FIG. 8 is a diagram showing the results of examining the distribution of the degree of polymerization of the cyclic glucan obtained using each of GDE, D enzyme, or D enzyme and a branching enzyme using a sugar analysis system manufactured by Dionex. is there.

FIG. 9 is a graph comparing yields when cyclic glucans are produced using GDE in the presence of various concentrations of glucose.

FIG. 10. D in the presence of various concentrations of glucose.
It is a figure which compared the yield at the time of producing a cyclic glucan using an enzyme.
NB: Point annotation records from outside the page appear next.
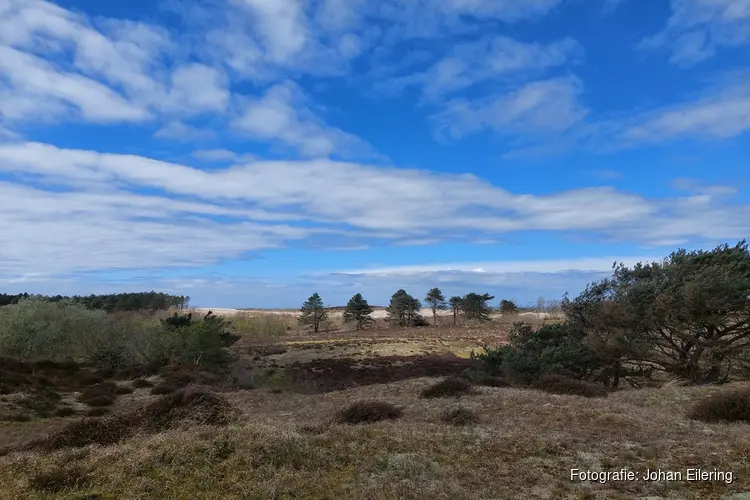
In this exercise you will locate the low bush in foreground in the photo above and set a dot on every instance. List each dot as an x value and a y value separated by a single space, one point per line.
726 406
102 394
558 384
141 383
192 405
59 479
460 416
370 411
450 387
492 381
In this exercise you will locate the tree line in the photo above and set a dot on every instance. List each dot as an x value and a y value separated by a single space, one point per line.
687 315
404 310
117 302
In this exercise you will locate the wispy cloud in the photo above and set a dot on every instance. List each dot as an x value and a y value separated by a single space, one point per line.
282 116
549 106
491 58
83 214
698 28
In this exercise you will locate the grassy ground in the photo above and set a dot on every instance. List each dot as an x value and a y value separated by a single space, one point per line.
287 443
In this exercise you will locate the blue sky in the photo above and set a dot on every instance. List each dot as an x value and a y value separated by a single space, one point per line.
251 152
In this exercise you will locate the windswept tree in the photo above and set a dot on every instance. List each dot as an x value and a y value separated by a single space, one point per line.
688 315
313 313
436 300
475 306
403 310
358 311
508 307
455 304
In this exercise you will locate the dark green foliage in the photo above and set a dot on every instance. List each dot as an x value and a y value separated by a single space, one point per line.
558 384
313 312
731 405
369 411
111 303
460 416
533 352
475 307
436 300
16 416
455 305
508 307
358 311
403 310
449 387
204 341
688 315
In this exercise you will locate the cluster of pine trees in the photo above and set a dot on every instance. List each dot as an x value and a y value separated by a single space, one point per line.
117 302
404 310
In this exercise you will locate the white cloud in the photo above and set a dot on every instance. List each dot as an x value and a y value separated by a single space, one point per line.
97 222
588 264
490 58
180 131
55 64
33 88
222 155
548 106
723 113
282 116
698 28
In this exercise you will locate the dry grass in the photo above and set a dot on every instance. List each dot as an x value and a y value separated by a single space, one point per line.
460 416
557 384
260 444
449 387
362 412
524 447
726 406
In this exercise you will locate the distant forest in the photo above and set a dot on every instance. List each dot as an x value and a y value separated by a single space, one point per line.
153 301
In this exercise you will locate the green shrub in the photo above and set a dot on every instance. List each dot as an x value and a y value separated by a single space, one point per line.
534 352
727 406
449 387
369 411
203 341
57 331
162 389
262 327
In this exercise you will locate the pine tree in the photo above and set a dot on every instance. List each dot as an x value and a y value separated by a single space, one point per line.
436 300
358 311
474 306
455 303
403 310
508 307
313 313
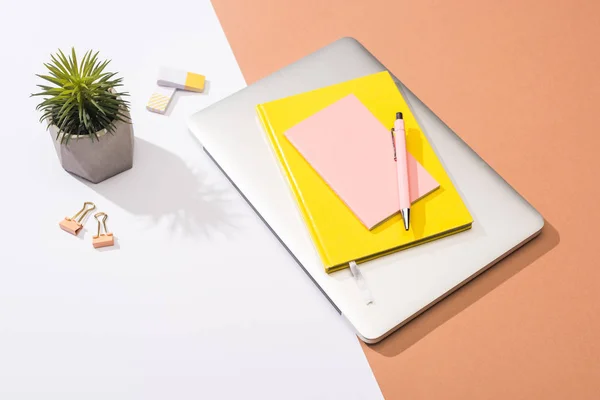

 ──────────────────────────────────────────────────続 き Continued on the front page F term (reference) 4B050 CC01 DD04 FF04E FF05E FF09E FF11E LL02 LL05 4B064 AF12 AF15 CA21 CB07 CB30 CC01 CD19 CD30 DA10

Claims (11)

[Claims] 1. An enzyme having the activity of cleaving an α-1,4-glucosidic bond and synthesizing a new α-1,4-glucosidic bond by a transfer reaction, and a receptor for the transfer reaction of glucose. Enzyme activity that cannot be used as
A process for cyclizing α-quantan using the term “transfer activity”). 2. The method according to claim 1, wherein the α-1,4-transfer activity is an activity derived from a glycogen debranching enzyme.
The method described in 3. An enzyme activity for hydrolyzing an α-1,6-glucosidic bond (hereinafter referred to as α-1,6-transferase) in addition to the α-1,4-transfer activity.
3. The method according to claim 1, wherein 4. The method according to claim 1, wherein the α-1,6-degrading activity is amylo-1,6-glucosidase activity. 5. The method according to claim 3, wherein the α-1,6-degrading activity is an activity of an enzyme capable of releasing glucose from glucosyl-cyclodextrin. 6. The method according to claim 1, wherein the α-1,4-transfer activity and α-1,6-degrading activity are enzyme activities derived from a single polypeptide. 7. The method of claim 6, wherein said single polypeptide is a glycogen debranching enzyme. 8. The method according to claim 7, wherein the glycogen debranching enzyme is derived from a fungus such as a filamentous fungus or yeast. 9. The method according to claim 7, wherein the glycogen debranching enzyme is derived from yeast. 10. The method according to claim 1, wherein the α-glucan is amylose. 11. The method according to claim 1, wherein the α-glucan is starch and the yield of cyclic glucan is 40% or more.